I was given the following proof of the statement:
Theorem: Let $X$ be a $G$-space and $Y$ be a $H$-space. Then the space $(X \times Y) / (G \times H)$ is homeomorphic to $(X / G) \times (Y / H)$
Proof: The idea is to prove that there is a homomorphism $$ \mathrm{Orb}_{G \times H} ((x,y)) \in \frac{X \times Y}{G \times H} \mapsto \mathrm{Orb}_{G}(x) \times \mathrm{Orb}_H (x) \in \frac{X}{G} \times \frac{Y}{H}.$$ In order the justify this, we consider the function $$ f: [(x,y)] \in \frac{X \times Y}{G \times H} \mapsto ([x], [y]) \in \frac{X}{G} \times \frac{Y}{H}, $$ which is well-defined since for $[(g_1, h_1) \cdot (x, y)] = [(g_2, h_2) \cdot (x, y)]$, we have \begin{align*} f([(g_1, h_1) \cdot (x, y)]) &= f([g_1 \cdot x, h_1 \cdot y]) = f([g_1 x , h_1 y])\\ &= ([g_1 x], [h_1 y]) = ([g_1 \cdot x], [h_1 \cdot y]) = ([x], [y]) \end{align*} and \begin{align*} f([(g_2, h_2) \cdot (x,y)]) &= f([(g_2 \cdot x ,h_2 \cdot y)]) = f([(g_2 x, h_2 y])\\ &= ([g_2 x], [h_2 y ]) = ([g_2 \cdot x], [h_2 \cdot y]) = ([x], [y]). \end{align*} So $f([(g_1, h_1) \cdot (x,y)]) = f([(g_2,h_2) \cdot (x,y)])$.
Similarly, we define $$ g : ([x], [y]) \in \frac{X}{G} \times \frac{Y}{H} \mapsto g([x],[y]) = [(x,y)] \in \frac{X \times Y }{G \times H}$$ and check with the same strategy that it is well-defined.

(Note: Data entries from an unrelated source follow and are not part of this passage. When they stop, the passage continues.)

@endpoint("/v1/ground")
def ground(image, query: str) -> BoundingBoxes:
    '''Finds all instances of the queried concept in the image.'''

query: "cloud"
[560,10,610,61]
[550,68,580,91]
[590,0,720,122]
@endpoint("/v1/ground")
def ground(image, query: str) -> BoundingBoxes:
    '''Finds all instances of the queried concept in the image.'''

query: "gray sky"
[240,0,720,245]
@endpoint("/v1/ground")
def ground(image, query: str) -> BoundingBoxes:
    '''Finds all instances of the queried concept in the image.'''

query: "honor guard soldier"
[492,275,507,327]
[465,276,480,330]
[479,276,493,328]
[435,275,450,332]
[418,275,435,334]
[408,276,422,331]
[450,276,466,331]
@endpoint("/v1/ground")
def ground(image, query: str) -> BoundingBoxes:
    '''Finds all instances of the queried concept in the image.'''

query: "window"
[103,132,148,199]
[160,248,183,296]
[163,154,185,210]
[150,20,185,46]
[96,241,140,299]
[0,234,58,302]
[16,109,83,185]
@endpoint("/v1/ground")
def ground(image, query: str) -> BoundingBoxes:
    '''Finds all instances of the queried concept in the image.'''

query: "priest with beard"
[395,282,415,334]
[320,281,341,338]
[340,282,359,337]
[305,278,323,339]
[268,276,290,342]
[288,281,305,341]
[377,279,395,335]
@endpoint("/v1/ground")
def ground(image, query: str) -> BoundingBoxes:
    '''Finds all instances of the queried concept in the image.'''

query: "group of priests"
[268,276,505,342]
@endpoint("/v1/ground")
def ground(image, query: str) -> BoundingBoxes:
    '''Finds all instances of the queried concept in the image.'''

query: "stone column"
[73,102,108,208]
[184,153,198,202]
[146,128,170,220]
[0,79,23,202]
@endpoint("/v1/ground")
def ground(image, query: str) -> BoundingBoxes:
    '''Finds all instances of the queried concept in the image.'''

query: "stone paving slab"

Now to show that these functions are bijective inverses of one another we take $[(x,y)] \in (X \times Y)/(G \times H) $ and note that $(g \circ f)([(x,y)]) = g\left( f([(x,y)])\right) = g\left([x], [y]\right) = [(x,y)]$ and by analogy that $(f \circ g)([x],[y]) = ([x], [y])$. The assumption of having $X$ a $G$-space and $Y$ a $H$-space show that $X \times Y$ is in fact a $(G \times H)$-space so that both $f$ and $g$ are continuous and we have constructed the required homomorphism.
I am confused as to why the author insists on showing:
If $[(g_1, h_1) \cdot (x, y)]= [(g_2, h_2) \cdot (x,y)]$, then $f([(g_1, h_1) \cdot (x, y)])= f([(g_2, h_2) \cdot (x,y)])$
to show that $f$ is well-defined. Is it not sufficient to show: If $[(g_1, h_1) \cdot (x, y)] = [(x,y)]$, then $f([(g_1, h_1) \cdot (x, y)]) = f([(x,y)])$?
$f$ is defined on orbits of $G \times H$, so any two points on the orbit of $(x,y)$ under $G \times H$ must get the same image. And this is what is checked.
It's similar to when you want to define a map on classes mod $R$ to a set with classes mod $S$; you check that $xRx'$ implies $f(x)Sf(x')$ and then the definition $f([x]_R) = [f(x)]_S$ is well-defined (i.e. does not depend on the chosen representative).